ASPEN, Colo. — Some 600 people turned out in Aspen to celebrate the life of Harold C. Whitcomb, the doctor who had delivered virtually every baby born in Aspen for decades after he arrived in 1959. He was, reports The Aspen Times, remembered as a compassionate healer, a man of warm humour and infectious joy. Among the memories of the doctor was his leading a band down Main Street with a plunger. He was, more seriously, an expert on the stand-up bass and an early proponent of holistic medicine.

High-end owners not liable

FAIRPLAY, Colo. — Maury Reiber owns the highest of the high-end real estate in Colorado, the summit of Mt. Lincoln. At 14,286 feet, it’s the highest privately owned land in Colorado.

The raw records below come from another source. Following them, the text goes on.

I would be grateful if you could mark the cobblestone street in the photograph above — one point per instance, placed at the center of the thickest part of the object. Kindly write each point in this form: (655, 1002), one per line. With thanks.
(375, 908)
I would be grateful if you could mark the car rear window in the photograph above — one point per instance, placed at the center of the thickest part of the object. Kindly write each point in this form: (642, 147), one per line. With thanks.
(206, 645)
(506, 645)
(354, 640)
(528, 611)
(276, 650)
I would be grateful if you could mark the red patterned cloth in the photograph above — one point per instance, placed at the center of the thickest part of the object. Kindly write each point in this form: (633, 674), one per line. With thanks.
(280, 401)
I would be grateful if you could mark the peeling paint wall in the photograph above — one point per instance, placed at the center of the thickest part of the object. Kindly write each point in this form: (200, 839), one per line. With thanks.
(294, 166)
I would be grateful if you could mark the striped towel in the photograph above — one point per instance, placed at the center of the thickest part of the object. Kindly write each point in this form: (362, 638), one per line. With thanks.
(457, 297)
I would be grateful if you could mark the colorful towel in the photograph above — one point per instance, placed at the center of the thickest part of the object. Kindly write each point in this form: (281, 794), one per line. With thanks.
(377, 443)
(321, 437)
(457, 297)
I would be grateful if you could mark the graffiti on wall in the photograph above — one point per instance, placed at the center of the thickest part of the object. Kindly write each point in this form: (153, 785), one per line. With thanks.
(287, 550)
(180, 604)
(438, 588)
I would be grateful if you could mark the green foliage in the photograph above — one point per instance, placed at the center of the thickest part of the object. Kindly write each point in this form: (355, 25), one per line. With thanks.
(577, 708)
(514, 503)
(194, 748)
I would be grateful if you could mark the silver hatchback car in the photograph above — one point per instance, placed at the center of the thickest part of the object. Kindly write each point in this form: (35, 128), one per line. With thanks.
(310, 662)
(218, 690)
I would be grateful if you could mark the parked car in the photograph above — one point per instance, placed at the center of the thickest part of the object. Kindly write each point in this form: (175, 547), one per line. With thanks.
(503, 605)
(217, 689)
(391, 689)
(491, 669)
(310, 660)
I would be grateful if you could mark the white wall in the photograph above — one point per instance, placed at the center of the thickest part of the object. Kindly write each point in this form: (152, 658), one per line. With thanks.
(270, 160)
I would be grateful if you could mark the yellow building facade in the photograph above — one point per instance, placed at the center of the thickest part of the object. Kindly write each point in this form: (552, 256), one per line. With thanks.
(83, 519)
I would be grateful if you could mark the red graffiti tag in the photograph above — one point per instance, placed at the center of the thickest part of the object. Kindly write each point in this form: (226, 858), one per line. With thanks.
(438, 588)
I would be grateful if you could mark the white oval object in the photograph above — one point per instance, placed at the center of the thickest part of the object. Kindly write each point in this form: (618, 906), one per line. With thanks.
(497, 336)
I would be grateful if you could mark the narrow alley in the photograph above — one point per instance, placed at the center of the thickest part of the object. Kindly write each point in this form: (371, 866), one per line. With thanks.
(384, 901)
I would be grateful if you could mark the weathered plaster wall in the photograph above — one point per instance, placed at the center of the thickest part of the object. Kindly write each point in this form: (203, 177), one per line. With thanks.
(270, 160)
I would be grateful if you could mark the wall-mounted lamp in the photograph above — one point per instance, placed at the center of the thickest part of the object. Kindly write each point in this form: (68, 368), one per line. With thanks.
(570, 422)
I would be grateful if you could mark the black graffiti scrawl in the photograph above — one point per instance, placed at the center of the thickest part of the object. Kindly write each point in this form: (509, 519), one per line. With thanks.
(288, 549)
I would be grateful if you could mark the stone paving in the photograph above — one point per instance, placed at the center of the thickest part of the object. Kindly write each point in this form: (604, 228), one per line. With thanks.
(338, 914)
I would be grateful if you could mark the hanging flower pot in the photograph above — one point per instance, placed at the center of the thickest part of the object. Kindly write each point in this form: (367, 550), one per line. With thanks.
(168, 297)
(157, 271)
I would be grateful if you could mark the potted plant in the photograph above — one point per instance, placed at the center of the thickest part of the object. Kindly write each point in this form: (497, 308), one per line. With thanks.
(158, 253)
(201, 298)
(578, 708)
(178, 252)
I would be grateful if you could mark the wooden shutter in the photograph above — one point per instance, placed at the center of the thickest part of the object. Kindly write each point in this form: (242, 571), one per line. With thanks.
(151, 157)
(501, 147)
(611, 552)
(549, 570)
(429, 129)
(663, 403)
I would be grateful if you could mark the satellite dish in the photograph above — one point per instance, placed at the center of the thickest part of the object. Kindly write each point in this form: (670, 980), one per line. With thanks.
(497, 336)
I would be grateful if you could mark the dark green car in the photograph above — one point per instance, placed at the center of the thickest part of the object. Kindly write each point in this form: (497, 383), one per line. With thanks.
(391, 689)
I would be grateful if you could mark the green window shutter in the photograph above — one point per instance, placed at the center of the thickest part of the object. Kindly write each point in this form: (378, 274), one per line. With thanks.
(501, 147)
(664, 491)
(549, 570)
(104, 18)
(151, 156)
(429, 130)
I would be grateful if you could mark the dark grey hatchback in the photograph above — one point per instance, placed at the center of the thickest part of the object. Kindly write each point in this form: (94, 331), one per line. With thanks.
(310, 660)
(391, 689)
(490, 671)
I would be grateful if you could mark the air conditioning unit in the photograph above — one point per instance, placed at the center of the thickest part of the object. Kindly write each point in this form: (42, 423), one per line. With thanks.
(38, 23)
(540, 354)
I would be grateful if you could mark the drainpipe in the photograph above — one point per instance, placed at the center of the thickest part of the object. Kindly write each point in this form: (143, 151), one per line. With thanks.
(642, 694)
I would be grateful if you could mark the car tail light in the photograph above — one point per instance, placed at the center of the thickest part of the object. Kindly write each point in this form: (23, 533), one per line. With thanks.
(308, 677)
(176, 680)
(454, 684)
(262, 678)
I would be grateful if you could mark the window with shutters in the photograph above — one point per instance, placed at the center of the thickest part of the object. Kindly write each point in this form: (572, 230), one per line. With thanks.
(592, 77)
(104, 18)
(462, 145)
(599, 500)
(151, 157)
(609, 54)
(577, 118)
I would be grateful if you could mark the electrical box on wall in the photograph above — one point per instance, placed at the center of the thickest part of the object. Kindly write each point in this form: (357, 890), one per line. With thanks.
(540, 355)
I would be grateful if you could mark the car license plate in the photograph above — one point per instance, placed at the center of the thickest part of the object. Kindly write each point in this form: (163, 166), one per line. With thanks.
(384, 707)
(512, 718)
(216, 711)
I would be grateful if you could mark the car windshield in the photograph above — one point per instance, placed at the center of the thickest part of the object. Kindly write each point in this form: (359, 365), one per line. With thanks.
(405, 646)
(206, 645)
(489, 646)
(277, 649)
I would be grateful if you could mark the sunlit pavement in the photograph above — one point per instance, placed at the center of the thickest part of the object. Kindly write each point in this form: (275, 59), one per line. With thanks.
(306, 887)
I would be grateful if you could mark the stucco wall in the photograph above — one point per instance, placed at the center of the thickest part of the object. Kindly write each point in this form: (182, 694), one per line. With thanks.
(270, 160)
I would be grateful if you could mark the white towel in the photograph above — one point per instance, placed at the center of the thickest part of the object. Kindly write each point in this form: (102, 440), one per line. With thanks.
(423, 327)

But increasingly in recent years, he and other owners of old mines that swaddle Lincoln and two other heavily mined 14,000-foot peaks in the vicinity made it clear they didn’t want others on their property. They are partly disturbed by vandalism, but more broadly about the liability of somebody falling in a mining shaft or in some other way getting hurt while on their property.

The case drew a great deal of attention last summer after a report was filed – incorrectly – that the trails to the peaks had been closed. The Legislature has subsequently passed a law that removes the liability of Reiber and other owners of property that are similarly crossed by popular hiking trails. The case could potentially affect access to two frequently climbed 14,000-foot peaks in the San Miguel Range near Telluride.